Are you Nobody too? Don't tell!

THE MOUSE OF AMHERST By Elizabeth Spires Illustrated by Claire Nivola Farrar, Straus & Giroux 64 pp., $15 Ages 8 and up

Imagine living with Emily Dickinson and sharing verses with this acclaimed American poet. Then, imagine being a mouse! That's the premise behind Elizabeth Spires's charming new book, "The Mouse of Amherst."

Here, a little nobody of a mouse moves into the wainscoting of Dickinson's bedroom. Reflecting on this auspicious event, Emmaline says, "Before I met Emily, the great poet of Amherst, I was nothing more than a crumb gatherer, a cheese nibbler, a mouse-of-little-purpose."

All that changes when Emmaline finds Dickinson's poems scattered about the room. Some create in Emmaline a poetic ecstasy. She thrills to the emotions poetry records and unleashes. She contemplates the phenomenon and agonizes over the question, "What is poetry?" In one verse, the tiny mouse-poet of Amherst writes: "My pen is writing this,/ Words whirl in my brain./ Is that what Poetry is?/ A pleasurable pain!"

Soon Emmaline discovers that poetry is her calling - when she's not beguiled by the aroma of cheese or an instinctive desire to pull stuffing from a chair.

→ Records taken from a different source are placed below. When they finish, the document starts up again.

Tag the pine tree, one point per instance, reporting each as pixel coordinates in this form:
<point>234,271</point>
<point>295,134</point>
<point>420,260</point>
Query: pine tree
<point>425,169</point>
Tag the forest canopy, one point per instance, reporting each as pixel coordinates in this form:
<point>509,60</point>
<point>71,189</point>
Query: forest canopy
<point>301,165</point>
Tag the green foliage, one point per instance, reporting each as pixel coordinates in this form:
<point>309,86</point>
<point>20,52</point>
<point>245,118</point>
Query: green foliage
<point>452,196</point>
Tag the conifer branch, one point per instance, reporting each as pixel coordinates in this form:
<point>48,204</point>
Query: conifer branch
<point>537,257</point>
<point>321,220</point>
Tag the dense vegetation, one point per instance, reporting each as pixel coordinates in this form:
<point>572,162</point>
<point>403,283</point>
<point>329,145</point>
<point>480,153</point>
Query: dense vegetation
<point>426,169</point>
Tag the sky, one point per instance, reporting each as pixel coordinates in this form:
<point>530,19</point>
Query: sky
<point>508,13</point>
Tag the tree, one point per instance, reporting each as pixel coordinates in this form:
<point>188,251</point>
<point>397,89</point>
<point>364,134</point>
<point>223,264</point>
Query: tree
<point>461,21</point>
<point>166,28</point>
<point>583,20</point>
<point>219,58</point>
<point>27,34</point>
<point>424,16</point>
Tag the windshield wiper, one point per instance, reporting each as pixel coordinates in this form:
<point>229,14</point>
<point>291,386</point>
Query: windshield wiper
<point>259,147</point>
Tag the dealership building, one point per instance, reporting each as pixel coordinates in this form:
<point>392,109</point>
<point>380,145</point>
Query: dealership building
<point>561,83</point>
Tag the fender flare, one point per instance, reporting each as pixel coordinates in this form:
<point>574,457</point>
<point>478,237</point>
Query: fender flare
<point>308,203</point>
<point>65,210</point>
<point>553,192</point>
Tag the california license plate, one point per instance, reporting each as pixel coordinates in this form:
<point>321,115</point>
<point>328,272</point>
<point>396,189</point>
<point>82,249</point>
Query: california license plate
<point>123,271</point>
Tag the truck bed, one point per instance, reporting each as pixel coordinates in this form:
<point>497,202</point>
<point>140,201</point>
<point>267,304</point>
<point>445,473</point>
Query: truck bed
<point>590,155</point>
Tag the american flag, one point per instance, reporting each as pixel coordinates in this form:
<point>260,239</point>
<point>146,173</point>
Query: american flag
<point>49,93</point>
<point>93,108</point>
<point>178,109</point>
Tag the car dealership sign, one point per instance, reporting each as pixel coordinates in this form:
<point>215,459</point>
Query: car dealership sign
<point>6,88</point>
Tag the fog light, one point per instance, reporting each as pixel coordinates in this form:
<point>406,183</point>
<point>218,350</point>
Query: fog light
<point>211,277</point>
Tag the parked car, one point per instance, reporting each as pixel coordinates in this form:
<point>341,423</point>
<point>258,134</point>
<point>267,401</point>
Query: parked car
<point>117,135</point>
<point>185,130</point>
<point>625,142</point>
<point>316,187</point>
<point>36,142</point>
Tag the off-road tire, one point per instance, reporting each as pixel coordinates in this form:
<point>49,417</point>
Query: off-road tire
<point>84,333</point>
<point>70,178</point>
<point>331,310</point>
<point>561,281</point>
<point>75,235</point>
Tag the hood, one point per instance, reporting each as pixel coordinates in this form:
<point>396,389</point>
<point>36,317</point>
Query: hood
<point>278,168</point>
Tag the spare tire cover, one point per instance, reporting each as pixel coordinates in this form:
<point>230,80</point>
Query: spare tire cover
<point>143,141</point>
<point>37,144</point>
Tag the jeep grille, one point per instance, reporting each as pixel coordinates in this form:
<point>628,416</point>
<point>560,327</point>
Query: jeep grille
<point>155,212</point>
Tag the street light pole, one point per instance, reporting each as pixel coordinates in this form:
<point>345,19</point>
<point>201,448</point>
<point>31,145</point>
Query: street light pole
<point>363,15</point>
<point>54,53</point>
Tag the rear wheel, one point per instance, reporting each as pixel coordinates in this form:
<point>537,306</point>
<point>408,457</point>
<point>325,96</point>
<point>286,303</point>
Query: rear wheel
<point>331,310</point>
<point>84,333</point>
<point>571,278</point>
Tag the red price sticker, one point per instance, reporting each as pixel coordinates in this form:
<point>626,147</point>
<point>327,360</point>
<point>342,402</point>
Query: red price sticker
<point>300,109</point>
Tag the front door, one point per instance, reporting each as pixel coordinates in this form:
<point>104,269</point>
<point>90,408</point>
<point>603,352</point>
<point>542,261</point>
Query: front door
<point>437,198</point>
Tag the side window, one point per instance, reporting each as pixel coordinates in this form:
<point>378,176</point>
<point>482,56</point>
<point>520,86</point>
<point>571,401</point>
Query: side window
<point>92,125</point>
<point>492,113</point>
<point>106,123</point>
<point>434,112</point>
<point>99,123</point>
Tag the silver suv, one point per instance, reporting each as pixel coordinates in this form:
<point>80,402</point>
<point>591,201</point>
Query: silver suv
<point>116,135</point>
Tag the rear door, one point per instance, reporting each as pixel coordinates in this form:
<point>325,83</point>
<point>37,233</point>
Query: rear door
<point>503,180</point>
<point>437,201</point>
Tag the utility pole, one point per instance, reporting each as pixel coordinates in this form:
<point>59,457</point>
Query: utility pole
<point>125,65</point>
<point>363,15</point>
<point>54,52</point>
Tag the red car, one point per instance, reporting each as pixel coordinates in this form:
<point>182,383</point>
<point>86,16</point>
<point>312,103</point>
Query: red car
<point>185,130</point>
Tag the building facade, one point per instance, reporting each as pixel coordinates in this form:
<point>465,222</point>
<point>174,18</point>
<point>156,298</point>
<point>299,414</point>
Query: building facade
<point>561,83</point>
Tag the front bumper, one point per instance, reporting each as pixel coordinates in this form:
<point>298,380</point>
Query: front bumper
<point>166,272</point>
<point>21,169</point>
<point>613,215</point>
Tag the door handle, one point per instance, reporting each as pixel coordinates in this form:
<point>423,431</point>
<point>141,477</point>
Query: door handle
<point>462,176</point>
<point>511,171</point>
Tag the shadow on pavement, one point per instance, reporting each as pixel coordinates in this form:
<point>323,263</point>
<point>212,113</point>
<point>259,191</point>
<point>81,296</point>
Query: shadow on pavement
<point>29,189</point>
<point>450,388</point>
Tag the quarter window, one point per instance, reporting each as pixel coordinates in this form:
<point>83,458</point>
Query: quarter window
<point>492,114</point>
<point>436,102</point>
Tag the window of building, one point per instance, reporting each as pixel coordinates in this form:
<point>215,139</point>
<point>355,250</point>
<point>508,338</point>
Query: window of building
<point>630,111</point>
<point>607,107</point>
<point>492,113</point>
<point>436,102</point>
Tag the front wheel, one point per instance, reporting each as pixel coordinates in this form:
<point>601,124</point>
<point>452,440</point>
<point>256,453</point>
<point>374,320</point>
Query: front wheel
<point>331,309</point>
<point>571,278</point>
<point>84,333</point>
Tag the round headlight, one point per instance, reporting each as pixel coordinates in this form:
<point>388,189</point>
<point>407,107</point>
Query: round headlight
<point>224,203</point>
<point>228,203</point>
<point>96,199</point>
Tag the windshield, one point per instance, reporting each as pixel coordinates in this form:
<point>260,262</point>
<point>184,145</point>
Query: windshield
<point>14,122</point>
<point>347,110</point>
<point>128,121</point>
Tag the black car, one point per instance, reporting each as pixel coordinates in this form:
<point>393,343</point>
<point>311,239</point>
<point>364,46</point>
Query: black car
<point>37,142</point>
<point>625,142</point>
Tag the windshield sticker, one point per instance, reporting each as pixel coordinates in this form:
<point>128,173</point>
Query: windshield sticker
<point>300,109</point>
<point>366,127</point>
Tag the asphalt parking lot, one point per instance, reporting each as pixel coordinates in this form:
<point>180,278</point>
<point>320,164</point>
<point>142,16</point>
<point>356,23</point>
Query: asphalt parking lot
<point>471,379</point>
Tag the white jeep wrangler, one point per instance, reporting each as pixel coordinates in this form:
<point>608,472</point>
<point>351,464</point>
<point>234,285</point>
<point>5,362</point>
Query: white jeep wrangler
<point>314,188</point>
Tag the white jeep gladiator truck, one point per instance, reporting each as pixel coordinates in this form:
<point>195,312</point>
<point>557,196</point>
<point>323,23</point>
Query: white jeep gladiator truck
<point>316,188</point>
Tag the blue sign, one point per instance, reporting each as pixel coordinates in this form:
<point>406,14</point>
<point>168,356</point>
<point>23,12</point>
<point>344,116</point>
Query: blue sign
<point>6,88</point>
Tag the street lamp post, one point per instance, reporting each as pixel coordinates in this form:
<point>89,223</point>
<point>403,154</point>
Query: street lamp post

Spires, acknowledged and honored as a poet in her own right, crafts this tale around 18 gem-like poems - fully half of them Dickinson's. As Emmaline and her friend explore the question of poetry, the mouse character adds lightness and amusement to this exquisite little story. It has the quiet drama of a Dickinson poem: tension, climax, and resolution.

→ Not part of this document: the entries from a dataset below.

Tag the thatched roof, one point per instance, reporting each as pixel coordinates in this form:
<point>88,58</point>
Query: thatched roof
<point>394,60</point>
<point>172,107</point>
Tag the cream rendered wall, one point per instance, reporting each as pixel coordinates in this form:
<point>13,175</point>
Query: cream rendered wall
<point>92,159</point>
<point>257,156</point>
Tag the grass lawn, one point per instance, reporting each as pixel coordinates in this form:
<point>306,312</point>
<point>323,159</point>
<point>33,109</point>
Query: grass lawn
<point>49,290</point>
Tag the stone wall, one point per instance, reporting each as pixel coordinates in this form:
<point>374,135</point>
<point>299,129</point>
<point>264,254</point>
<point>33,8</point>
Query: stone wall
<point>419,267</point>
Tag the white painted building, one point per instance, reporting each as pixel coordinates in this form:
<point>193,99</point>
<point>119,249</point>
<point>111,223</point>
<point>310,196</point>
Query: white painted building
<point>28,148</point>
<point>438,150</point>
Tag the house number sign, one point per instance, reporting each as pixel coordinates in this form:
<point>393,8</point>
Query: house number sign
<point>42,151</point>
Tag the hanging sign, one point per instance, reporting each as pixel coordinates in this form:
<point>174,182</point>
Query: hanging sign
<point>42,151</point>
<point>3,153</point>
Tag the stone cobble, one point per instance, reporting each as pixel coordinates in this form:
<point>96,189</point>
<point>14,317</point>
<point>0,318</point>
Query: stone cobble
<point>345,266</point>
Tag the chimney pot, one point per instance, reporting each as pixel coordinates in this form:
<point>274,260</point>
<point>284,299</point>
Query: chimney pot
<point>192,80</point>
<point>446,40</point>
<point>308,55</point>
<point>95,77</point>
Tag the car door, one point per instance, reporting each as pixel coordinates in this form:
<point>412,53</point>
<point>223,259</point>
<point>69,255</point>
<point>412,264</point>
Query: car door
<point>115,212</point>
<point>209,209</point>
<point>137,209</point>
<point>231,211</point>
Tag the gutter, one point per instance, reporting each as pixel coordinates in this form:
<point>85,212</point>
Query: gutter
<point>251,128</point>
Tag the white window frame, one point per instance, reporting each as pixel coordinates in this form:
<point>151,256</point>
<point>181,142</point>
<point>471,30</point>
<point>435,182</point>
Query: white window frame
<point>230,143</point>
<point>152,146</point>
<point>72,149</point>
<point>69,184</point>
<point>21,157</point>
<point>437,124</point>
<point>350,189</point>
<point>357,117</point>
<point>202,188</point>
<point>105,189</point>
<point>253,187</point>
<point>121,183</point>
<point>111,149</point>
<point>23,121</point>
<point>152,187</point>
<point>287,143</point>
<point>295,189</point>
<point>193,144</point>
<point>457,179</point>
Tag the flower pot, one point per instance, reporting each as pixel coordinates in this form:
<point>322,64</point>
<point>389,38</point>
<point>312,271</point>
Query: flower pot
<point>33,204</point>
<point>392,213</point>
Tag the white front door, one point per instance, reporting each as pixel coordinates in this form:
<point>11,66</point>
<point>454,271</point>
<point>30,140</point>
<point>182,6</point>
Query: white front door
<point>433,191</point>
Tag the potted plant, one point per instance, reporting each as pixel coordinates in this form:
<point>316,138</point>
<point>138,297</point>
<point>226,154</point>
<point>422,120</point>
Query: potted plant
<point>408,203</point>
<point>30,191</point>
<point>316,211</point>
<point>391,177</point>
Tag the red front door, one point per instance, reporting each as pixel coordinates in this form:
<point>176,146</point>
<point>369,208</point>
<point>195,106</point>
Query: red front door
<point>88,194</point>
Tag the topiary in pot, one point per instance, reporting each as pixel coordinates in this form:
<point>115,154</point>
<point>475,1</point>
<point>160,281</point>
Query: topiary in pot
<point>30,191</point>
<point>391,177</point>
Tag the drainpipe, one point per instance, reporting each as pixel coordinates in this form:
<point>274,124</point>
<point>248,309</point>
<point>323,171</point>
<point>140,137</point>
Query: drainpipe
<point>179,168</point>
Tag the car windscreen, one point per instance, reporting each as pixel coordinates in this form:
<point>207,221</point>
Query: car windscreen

New England artist Claire Nivola adds appropriately delicate black-and-white illustrations on almost every page. The pleasing simplicity of this artwork - such as a little mouse figure dressed in frock and apron - is reminiscent of an earlier period in children's literature. Some readers may be reminded of Garth Williams's 1940s pen-and-ink illustrations of a dapper little mouse in "Stuart Little," by E.B. White.

"The Mouse of Amherst" is a small, slim volume, with a beautiful design. It has the look and feel of a special poetry book, which, of course, it is. But it's also an appealing animal story, a somewhat fanciful introduction to Emily Dickinson, and an altogether delightful read.

*Karen Carden reviews children's books for the Monitor.